YouBelong, which I have founded and manage, as a community are currently doing a bible study which is taking us through the Psalms in chronological order (as close to it as we can anyway). Some of the earlier Psalms are written by David and tell us about his time running away from Saul and other dangerous people. David felt weak in those moments. He knew there was nothing he could do to save himself but God could. He recognised his weakness and God’s strength, he recalled scripture, worshipped God in his victories, connected and shared with other believers and asked God to help and save him… and God showed up. God gave David the strength to get through those times because David accepted he was weak and leaned into God.

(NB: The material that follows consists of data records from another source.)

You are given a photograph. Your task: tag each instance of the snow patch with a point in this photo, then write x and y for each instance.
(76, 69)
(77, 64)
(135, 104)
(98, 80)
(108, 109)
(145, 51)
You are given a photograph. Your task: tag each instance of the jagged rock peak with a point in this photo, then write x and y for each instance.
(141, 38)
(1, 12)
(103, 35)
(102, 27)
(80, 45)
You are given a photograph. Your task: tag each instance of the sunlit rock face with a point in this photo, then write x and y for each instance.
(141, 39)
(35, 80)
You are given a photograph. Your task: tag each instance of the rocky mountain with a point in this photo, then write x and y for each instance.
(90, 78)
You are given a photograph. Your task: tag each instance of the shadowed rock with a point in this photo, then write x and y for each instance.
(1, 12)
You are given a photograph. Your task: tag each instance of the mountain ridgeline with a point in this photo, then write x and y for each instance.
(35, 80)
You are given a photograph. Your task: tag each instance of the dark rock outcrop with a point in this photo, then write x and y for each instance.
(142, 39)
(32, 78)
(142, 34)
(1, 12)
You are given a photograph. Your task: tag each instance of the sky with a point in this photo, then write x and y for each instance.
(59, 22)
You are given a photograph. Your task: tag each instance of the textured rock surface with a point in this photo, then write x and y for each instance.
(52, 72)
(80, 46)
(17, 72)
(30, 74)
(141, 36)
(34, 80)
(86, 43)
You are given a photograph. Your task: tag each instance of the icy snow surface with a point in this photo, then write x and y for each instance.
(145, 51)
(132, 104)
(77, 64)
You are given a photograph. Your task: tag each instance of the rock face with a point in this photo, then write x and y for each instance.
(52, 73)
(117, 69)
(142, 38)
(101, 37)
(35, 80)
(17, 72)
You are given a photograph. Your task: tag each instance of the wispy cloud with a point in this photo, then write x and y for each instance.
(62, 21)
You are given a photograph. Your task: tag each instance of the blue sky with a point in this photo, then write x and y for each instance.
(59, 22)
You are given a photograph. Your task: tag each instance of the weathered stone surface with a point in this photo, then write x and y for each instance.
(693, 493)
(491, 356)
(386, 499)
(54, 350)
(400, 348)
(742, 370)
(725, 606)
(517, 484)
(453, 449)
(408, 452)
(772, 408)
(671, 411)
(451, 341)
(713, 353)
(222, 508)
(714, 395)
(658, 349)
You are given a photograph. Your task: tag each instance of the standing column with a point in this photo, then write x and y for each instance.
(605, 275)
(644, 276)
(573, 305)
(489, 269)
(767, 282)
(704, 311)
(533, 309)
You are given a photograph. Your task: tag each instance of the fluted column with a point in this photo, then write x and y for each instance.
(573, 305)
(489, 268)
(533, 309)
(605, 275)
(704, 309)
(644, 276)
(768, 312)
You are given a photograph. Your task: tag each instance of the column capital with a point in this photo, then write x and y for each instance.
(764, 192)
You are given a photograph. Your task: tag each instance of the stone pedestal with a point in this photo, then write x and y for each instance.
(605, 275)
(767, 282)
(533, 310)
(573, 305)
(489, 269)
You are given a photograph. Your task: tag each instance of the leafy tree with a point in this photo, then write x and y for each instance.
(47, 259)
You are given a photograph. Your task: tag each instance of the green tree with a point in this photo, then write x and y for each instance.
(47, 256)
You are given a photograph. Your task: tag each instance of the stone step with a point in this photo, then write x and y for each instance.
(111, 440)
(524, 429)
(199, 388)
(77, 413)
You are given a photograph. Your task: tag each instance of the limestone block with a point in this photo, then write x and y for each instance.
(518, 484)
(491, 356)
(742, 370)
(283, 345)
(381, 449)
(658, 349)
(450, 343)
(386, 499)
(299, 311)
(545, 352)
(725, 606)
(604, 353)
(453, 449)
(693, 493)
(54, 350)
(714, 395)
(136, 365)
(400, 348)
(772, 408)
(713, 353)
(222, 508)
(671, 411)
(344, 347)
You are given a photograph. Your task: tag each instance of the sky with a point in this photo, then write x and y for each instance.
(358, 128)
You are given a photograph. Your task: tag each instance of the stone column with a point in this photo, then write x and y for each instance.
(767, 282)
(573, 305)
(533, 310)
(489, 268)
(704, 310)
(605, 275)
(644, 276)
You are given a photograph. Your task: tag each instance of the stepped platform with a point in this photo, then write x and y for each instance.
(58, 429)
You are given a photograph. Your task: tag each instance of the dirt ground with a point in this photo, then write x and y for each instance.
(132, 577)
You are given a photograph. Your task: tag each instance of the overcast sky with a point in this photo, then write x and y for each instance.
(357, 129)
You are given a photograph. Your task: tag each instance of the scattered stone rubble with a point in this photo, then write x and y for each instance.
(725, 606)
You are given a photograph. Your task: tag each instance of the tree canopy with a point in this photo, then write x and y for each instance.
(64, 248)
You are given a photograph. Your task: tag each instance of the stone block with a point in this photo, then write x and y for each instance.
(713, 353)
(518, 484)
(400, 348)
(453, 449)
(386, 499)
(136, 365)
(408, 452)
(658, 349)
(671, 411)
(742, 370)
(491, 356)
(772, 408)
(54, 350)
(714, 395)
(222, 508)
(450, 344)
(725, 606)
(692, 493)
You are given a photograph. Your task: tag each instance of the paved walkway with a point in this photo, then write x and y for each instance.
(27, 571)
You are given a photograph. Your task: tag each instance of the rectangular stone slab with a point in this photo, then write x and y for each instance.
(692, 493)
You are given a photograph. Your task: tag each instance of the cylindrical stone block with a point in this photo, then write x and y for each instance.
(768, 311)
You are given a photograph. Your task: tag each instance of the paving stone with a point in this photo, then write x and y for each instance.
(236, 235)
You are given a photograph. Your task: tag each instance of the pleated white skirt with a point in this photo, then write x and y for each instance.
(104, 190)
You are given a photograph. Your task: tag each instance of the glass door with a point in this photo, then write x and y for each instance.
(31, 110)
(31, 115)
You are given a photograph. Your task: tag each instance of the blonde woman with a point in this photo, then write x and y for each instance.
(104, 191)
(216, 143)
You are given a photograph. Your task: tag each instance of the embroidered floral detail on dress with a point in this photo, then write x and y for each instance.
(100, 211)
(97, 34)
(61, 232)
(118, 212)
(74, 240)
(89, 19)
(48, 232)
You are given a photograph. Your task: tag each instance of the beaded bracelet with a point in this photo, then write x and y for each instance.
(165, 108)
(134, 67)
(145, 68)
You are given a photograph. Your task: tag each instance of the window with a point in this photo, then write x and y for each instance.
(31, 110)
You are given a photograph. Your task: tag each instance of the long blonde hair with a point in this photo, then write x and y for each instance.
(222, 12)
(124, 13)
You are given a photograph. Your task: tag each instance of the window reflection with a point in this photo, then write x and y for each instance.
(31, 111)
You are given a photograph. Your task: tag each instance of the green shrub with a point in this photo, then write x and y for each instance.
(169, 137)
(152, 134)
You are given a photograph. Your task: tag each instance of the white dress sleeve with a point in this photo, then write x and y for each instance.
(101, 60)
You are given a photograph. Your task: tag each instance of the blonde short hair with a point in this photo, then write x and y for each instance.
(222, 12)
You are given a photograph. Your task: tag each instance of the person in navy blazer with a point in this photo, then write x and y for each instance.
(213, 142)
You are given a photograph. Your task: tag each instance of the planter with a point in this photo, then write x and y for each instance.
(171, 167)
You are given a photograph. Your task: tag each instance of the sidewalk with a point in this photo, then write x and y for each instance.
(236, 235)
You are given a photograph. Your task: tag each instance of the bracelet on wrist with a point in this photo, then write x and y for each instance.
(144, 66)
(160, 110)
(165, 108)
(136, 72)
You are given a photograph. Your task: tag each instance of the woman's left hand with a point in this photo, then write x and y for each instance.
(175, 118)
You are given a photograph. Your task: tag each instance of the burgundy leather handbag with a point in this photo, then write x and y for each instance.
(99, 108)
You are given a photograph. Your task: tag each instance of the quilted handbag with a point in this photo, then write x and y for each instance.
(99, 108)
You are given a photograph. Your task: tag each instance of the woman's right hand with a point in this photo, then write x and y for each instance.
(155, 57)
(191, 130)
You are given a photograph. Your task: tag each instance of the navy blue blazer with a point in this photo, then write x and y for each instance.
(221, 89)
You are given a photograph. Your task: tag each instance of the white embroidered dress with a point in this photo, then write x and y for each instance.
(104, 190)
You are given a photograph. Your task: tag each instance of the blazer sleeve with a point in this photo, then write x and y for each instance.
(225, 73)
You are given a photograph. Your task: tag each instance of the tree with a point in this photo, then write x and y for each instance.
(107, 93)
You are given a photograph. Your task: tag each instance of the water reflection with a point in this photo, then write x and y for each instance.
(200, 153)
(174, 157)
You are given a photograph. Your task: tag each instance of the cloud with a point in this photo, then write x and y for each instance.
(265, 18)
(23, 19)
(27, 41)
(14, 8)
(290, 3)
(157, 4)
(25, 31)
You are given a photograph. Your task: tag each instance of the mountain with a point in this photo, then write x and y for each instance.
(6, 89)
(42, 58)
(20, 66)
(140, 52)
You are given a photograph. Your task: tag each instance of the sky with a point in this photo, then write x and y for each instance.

Nehemiah 8:10 reads, ‘The joy of the Lord is our strength’. Happiness is something that we feel when we receive a nice gift, eat something tasty, spend time with good friends or watch our favourite film but joy is different. Joy isn’t circumstantial – it is a choice. We can choose to be joyful even when life is full of difficult things. When we feel unwell, when we are upset, sad or angry, when the year doesn’t turn out the way we wanted (hello 2020!), we can still choose joy when our joy comes from knowing Jesus. I could never say that I feel happy Jesus endured great suffering and died a horrendous death but I am joyful because He did it for me to give me eternal life. Life can be very hard and there’s no denying that, even Jesus said, “In this world you will have trouble…”. Becoming a follower of Jesus doesn’t make life easy but we have something that unbelievers don’t have and it is through knowing God that we can find joy and through the joy of our relationship with Him that we can find strength in our human weaknesses.
There have been many times that I have felt weak, physically, emotionally and mentally, but each time that I recognise I am weak and that God is strong, read my bible, pray, worship and lean on Him, I can feel God’s strength seeping in. I know it’s His and not mine because it happens at times when I have no strength left. Sometimes in those moments God gives me physical strength but more often, it’s a mental, emotional or spiritual strength that enables me to get through the times of physical weakness rather than overcome it.
As I said before, this is easier said than done. It takes time to get to know and trust God and to remember (and choose) to go to God straight away rather than rely on our own strength (or more often than not, lack of).
Today might be a day that you are feeling particularly weak. Perhaps your physical strength is gone, or you feel mentally and emotional unable to deal with the day ahead. That’s okay. I said at the start of this post that I wasn’t sure how to talk about weakness and strength because they are opposites but God’s kingdom is a place of opposites; give to receive, serve to be served, to live means to give your life and the last will be first. Being weak is often viewed as a bad thing in this world but we need to remind ourselves that in God’s kingdom everything is upside down and back to front. A weakness given to God is a great strength because in God’s kingdom, when we are weak, then we are strong, because of Him.